Lionel Sims’ work has illuminated how Neolithic ritual communities ‘solarised’ the moon, deceptively transforming a lunar syntax into a solar one. But where did the ‘time-resistant’ lunar syntax come from? It is unlikely that patriarchal Neolithic societies invented this form of time-keeping. Yet it persists even in modern patriarchal ‘world’ religions derived from Neolithic forebears.
Marx said ‘All forms of economics can be reduced to an economics of time'. How a society organises time reveals what it truly values. The question of the earliest human economy cannot be solved without a focus on women, the moon and menstruation. African hunter-gatherer cosmology takes the lunar cycle as the crucial timeframe for ritual, sex and economic activities. The shared sources of this cosmology carry us back to earliest human symbolic culture, the very origins of art and ritual itself, over 100,000 years ago.

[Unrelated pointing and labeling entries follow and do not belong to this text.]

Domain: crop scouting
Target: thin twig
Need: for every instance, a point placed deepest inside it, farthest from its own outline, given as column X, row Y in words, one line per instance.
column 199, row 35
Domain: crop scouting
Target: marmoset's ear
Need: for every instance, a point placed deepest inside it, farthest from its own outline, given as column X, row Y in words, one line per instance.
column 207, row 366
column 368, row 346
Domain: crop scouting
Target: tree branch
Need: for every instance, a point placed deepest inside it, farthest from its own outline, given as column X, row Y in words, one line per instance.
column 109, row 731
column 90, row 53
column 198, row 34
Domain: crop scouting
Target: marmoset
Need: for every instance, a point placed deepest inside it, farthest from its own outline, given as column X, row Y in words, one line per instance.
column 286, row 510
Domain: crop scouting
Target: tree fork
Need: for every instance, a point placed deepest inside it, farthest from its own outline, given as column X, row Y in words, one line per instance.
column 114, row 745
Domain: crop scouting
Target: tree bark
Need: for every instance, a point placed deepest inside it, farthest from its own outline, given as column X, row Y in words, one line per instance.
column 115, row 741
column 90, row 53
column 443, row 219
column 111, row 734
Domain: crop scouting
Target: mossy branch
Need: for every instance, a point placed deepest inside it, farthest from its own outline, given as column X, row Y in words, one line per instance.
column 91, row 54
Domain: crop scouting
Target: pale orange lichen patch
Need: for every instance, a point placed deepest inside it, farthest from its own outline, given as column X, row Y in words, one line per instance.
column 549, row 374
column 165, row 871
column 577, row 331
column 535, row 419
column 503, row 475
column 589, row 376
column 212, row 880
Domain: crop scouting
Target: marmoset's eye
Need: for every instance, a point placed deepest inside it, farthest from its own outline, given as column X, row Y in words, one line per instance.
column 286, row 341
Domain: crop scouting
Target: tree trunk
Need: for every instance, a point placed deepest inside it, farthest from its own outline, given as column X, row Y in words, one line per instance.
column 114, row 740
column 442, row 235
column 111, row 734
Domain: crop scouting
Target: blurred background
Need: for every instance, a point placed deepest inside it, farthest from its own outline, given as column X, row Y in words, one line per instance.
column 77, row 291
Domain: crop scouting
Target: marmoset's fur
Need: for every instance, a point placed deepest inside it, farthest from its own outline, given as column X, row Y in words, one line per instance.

Contrary to presumed Neolithic gender relations, these hunter-gatherer societies are among the most gender egalitarian on earth. But how does such egalitarianism work? Women especially assert power through their bodies collectively to resist any threat of male exploitation. As the moon waxes and wanes, the dynamic of power switches in more or less playful battles between the sexes. Rather than patriarchy or matriarchy, we observe lunarchy – rule by the moon, expressed in a pulse of waxing and waning, ritual power ON, ritual power OFF.